RUTHIE BLUM: TO HEALTH AND MARTYRDOM
http://www.israelhayom.com/site/newsletter_opinion.php?id=14941
To health and martyrdom
On Sunday, I reported for The Algemeiner on the Palestinian Authority’s honoring of the Tel Aviv pub terrorist.
The story, more precisely, was that the PA Health Ministry initially placed Nashat Milhem — who was killed Friday during a gun battle with Israeli security forces after a weeklong manhunt — on its official list of “martyrs” and shortly thereafter removed his name.
Jerusalem Post Palestinian affairs correspondent Khaled Abu Toameh, who broke the story, told me that the probable reason for the deletion was that the PA figured paying such respect to the infamous shooter would not look good in the international arena.
This was merely an assessment. But what followed was fact.
Outrage promptly erupted on Arabic social media, with the Facebook pages and Twitter feeds of Palestinians calling the PA to task for not giving Milhem his proper due. Hashtags were created; Hamas and Fatah supporters alike chimed in on behalf of the 29-year-old from northern Israel who went on a shooting spree against innocent people and then escaped, leaving the residents of Tel Aviv fearing he might turn up at any moment to pull a repeat performance.
To allay the anger aroused by its about-face, the PA Health Ministry released a statement of clarification. Milhem was erased from his original classification as the 150th “martyr” killed during the current wave of violence, it explained, only because he was an Israeli Arab and therefore not in the purview of the PA, which operates in the West Bank, east Jerusalem and Gaza.
But this, the ministry assured, did not mean Milhem’s coveted title was being revoked. On the contrary, it said, he “is one of the most precious martyrs, and his name has been inscribed with his pure blood that has watered our free land.”
There is much one can say — and even more that has already been said — about a PA government body referring to the cold blood of a murderer as “pure.”
Yet there is one crucial aspect of this tale that could easily slip by unnoticed: The very fact that the Palestinian organ charged with counting and lionizing dead terrorists is the Health Ministry.
While the Israeli Health Ministry fights for budgets to keep the country’s citizens alive and well, its Palestinian counterpart devotes resources to regaling death — and the more excruciating, the better.
This is no small matter, and it has nothing to do with the “Palestinian-Israeli conflict,” a misnomer for a long, drawn-out war of attrition in which the side that is trying to wear down the enemy is the one suffering the most losses.
If the Palestinians’ continued self-defeating belligerence were merely a reflection of their leadership’s lack of care for the masses, it would be dreadful, but not an aberration. Despots throughout history have viewed their subjects as chattel, and used human beings as cannon fodder. Nothing new there.
What makes the case of the Palestinian Authority and other radical Muslim regimes unique is their active seeking out of gruesome ends to the short lives of people raised to thirst for and worship blood.

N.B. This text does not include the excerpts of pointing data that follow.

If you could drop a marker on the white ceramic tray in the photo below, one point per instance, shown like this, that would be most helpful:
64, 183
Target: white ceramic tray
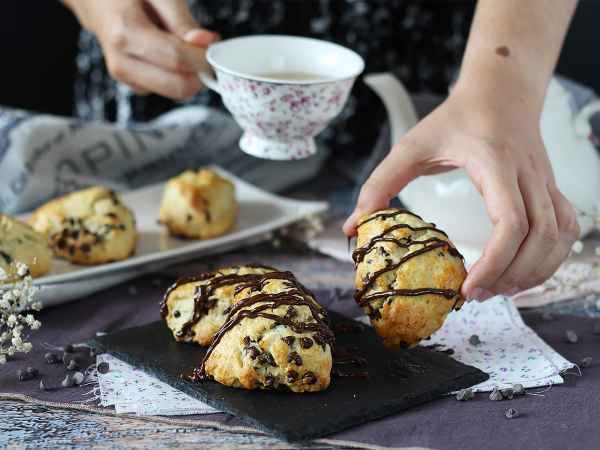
260, 213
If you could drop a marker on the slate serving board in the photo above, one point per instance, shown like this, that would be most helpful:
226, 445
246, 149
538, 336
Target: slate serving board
349, 401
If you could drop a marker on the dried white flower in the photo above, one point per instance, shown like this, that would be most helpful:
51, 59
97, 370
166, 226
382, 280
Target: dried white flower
14, 299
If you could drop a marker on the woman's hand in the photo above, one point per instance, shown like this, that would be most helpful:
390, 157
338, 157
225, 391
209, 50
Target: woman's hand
150, 45
496, 139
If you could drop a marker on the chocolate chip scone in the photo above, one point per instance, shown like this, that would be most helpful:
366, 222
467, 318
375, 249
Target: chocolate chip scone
408, 275
198, 205
194, 308
275, 337
19, 243
91, 226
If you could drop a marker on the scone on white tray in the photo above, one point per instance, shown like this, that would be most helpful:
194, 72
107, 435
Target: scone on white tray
19, 243
408, 275
91, 226
198, 205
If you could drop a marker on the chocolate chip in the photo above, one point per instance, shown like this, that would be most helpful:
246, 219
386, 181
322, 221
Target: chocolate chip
571, 337
464, 394
306, 342
269, 380
295, 358
496, 395
67, 381
507, 393
309, 378
289, 340
23, 375
267, 359
518, 389
103, 367
78, 378
474, 340
586, 362
51, 358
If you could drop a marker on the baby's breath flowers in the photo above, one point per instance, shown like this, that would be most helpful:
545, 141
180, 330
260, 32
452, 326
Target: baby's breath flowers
15, 300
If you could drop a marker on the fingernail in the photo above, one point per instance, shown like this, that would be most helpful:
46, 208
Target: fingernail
480, 294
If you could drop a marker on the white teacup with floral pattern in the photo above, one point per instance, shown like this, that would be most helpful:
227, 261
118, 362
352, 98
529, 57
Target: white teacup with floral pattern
282, 90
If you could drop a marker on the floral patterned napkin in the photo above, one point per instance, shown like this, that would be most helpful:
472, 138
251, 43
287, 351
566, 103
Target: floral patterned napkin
509, 351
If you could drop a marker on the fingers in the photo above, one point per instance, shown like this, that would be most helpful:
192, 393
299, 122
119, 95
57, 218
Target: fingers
498, 185
391, 175
143, 75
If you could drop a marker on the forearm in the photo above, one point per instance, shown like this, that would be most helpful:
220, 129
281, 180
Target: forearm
513, 47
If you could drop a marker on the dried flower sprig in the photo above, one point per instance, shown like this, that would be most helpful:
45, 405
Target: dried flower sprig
15, 300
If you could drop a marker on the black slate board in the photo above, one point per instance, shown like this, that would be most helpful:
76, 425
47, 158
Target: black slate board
349, 401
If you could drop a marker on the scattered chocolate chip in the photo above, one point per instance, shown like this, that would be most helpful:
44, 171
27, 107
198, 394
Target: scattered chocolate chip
586, 362
73, 364
289, 340
103, 367
292, 376
548, 316
78, 378
507, 394
518, 389
306, 342
496, 395
269, 380
464, 394
23, 375
309, 378
67, 381
474, 340
571, 337
295, 358
51, 358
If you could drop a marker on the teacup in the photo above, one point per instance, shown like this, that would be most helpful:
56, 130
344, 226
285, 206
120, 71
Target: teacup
282, 90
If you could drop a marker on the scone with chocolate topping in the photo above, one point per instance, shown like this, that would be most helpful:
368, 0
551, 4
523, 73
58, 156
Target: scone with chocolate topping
275, 337
408, 275
194, 308
91, 226
198, 205
19, 243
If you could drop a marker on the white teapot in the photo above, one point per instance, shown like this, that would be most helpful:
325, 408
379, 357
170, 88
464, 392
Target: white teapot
450, 199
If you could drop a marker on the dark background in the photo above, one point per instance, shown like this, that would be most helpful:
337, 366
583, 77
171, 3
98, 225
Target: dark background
38, 43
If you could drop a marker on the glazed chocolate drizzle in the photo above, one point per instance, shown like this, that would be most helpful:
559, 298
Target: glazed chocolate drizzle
359, 254
297, 296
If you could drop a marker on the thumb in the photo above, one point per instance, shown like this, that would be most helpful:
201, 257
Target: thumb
177, 18
399, 168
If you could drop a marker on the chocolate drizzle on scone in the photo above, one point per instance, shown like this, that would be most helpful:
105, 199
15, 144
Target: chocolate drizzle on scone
264, 304
399, 257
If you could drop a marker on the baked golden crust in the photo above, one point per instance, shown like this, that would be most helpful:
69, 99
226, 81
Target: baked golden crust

As Palestinian Media Watch reported on Monday, at the 51st Fatah anniversary celebrations in Bethlehem last week — attended by the upper echelons of the PA — children paraded around carrying rocket-propelled grenades and wearing suicide belts.

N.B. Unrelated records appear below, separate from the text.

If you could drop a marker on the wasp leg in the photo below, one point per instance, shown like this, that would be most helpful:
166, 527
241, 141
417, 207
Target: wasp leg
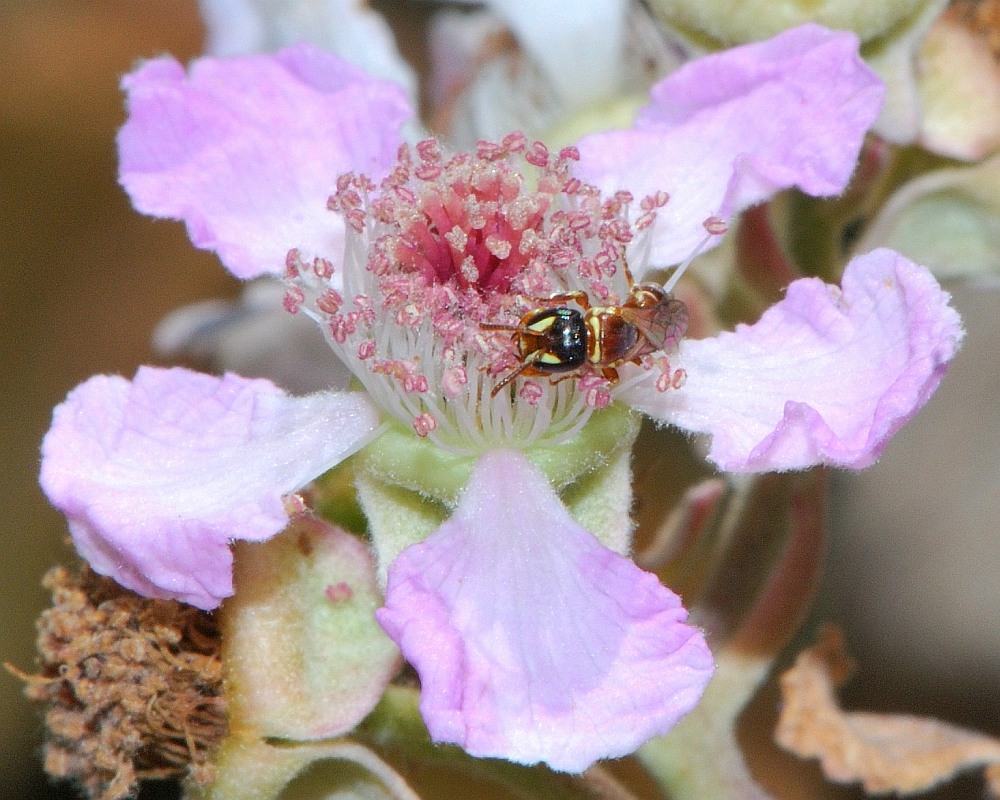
522, 368
610, 375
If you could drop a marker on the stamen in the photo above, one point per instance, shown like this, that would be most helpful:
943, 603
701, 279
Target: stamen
441, 263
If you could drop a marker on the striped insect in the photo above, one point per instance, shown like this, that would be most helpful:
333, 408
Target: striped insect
556, 339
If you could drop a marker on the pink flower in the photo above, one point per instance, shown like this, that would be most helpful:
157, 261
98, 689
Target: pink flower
534, 641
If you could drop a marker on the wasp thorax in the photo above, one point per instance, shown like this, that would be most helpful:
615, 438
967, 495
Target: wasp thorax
465, 276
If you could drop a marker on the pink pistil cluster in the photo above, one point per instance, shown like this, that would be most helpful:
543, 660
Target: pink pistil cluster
444, 246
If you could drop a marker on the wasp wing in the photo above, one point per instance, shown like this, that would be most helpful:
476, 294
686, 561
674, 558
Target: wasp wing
663, 325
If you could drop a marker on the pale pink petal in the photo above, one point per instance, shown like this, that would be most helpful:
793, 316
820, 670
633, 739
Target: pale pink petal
826, 376
731, 129
157, 475
247, 150
533, 641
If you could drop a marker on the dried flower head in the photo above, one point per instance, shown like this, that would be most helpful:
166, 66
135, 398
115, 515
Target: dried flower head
133, 687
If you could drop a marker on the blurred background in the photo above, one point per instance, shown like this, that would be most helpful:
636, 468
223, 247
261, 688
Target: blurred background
914, 567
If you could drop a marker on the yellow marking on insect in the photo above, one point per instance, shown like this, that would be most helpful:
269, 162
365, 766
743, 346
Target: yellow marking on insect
541, 325
594, 322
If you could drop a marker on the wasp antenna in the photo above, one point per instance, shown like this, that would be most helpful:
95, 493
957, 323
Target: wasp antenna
495, 326
713, 230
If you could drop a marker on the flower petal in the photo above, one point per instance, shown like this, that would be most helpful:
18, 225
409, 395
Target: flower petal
348, 28
729, 130
824, 377
247, 150
157, 475
533, 641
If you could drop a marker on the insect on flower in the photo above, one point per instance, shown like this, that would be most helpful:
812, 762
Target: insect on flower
555, 338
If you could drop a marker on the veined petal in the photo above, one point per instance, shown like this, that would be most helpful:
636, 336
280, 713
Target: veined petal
533, 641
247, 150
731, 129
825, 376
158, 475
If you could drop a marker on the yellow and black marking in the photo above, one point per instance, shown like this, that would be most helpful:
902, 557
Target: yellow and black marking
560, 339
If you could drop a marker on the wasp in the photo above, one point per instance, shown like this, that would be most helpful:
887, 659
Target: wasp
556, 339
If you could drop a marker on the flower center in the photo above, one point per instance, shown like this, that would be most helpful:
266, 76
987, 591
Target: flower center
448, 271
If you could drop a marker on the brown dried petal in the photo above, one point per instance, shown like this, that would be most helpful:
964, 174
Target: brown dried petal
885, 752
133, 686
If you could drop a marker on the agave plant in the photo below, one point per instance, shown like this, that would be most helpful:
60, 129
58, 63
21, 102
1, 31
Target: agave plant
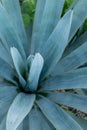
36, 69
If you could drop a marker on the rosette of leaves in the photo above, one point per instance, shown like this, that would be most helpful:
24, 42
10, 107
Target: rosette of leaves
28, 11
36, 69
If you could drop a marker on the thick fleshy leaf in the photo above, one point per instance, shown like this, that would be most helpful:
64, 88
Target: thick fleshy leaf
8, 34
73, 100
72, 61
72, 80
51, 15
77, 42
58, 117
19, 64
53, 49
79, 15
37, 121
29, 36
29, 61
5, 55
3, 124
7, 94
35, 71
7, 72
13, 9
37, 21
19, 109
26, 123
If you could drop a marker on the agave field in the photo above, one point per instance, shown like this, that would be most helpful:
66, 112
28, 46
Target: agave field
43, 64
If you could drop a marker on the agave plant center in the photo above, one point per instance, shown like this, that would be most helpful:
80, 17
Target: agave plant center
28, 72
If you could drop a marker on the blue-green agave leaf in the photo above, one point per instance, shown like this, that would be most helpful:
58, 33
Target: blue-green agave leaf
19, 64
3, 124
29, 36
35, 71
72, 61
7, 94
53, 49
72, 80
37, 121
51, 15
73, 100
76, 43
7, 72
8, 34
37, 21
13, 9
26, 123
29, 61
18, 110
58, 117
5, 55
79, 16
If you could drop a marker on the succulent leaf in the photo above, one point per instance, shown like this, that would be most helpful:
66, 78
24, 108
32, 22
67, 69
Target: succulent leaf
55, 114
39, 63
18, 110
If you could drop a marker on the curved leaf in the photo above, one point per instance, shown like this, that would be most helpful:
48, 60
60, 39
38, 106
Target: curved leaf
7, 94
19, 64
5, 55
19, 109
77, 42
53, 49
7, 72
13, 9
51, 15
58, 117
8, 34
37, 21
72, 61
79, 15
35, 71
72, 80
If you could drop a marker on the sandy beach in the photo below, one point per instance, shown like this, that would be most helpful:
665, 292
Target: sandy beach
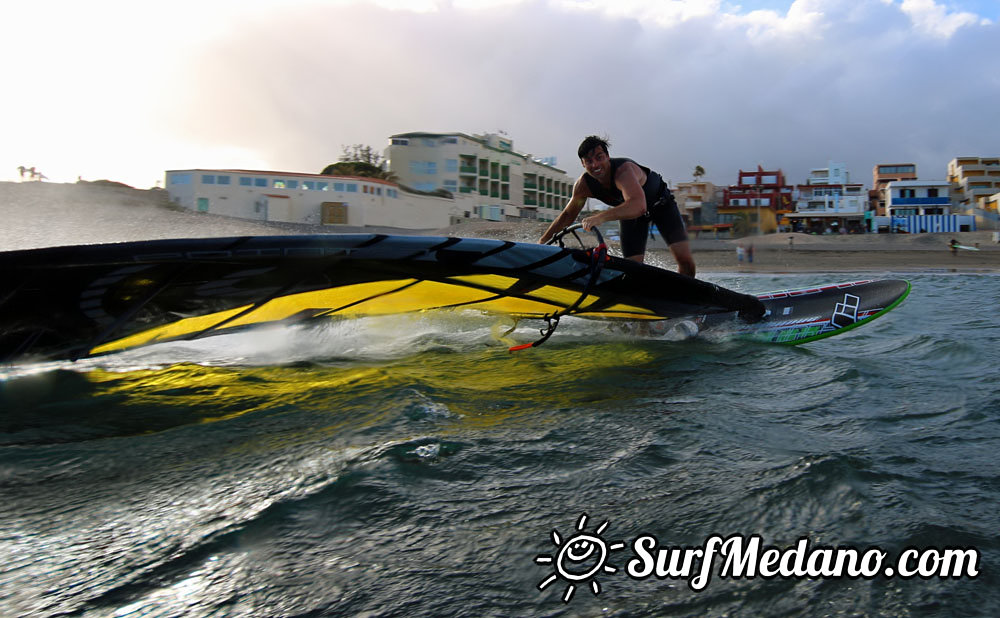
39, 214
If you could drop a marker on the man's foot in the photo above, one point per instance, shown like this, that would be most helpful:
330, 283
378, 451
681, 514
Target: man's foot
752, 310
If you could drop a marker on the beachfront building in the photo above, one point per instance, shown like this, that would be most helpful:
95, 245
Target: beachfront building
921, 206
347, 202
973, 178
697, 202
499, 183
755, 204
882, 175
829, 202
974, 182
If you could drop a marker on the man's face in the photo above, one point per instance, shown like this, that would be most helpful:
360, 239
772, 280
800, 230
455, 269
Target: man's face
597, 163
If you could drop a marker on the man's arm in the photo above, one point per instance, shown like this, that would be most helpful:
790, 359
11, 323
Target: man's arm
570, 212
629, 181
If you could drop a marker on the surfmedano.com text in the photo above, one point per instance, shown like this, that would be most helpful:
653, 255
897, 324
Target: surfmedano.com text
739, 557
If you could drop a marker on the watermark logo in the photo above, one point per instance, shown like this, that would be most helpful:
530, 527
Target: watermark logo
583, 556
579, 559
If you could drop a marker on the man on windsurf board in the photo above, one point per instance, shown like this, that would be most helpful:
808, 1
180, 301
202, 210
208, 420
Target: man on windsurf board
637, 195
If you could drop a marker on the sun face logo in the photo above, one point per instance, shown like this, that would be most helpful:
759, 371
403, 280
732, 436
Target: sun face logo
579, 559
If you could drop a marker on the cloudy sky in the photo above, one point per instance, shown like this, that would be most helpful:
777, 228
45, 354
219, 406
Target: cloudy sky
125, 90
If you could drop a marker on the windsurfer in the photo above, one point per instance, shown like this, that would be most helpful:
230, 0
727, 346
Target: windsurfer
637, 195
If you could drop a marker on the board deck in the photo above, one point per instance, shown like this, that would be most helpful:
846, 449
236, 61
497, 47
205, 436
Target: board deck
88, 300
800, 316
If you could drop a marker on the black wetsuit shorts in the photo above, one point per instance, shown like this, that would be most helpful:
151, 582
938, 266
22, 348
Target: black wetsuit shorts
664, 215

If any of those kids end up slaughtering Jews, or getting killed in the process of trying to do so, their parents will be richly rewarded for providing new names to the Health Ministry’s registrar of “martyrs” for the cause.
Lest anyone believe that getting Israel to withdraw to the 1967 borders is the “cause,” let him think again. The PA repeatedly makes it clear it considers the entire Jewish state to be illegitimate. Furthermore, to add irony to tragedy, whenever any Palestinian official or member of his family has a medical problem, he rushes to an Israeli hospital to be treated by Israeli doctors.
This is what happens when your own health ministry, like the society you created, is sick.
Ruthie Blum is the web editor of The Algemeiner (algemeiner.com).